The fact that the drive uses the S-ATA 3.0 bus is interesting enough, but it also uses Micron's latest 34nm MLC flash memory, which the company touts as being the first to adhere to the ONFi 2.1 standard. Unfortunately, the press release doesn't give us the details we really want, such as pricing and availability, but I suspect we'll learn more soon, or at the latest, during CES in early January.
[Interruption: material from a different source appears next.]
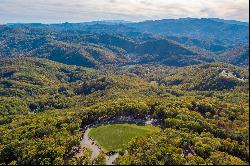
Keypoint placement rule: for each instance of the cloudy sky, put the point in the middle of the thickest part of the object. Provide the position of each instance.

micron_realssd_c300_120309.jpg

Native support of SATA 6Gb/s means that the data path between the host computer and the SSD is twice as fast as the previous SATA 3Gb/s interface. While some drive architectures require a trade-off between throughput-sensitive and IOPS (Input/Output Per Second)-sensitive data streams, Micron’s core design and higher speed interface provides advantages for both. The C300 SSD leverages the SATA 6Gb/s interface to achieve a read throughput speed of up to 355MB/s and a write throughput speed of up to 215MB/s. Using the common PC Mark Vantage scoring system, the C300 SSD turns in a score of 45,000 from the HDD Suite.


Source: Micron Press Release
 

Kougar

Techgage Staff
Staff member
For those familiar with Futuremark's PCMark Vantage suite, the C300 scores 45,000 in its HDD test.

Are you kidding me? A fast hard drive runs around the 3,500 mark. A 1st Gen 80GB X25M scores 16,000.... I wonder if the write speeds are behind the huge score difference.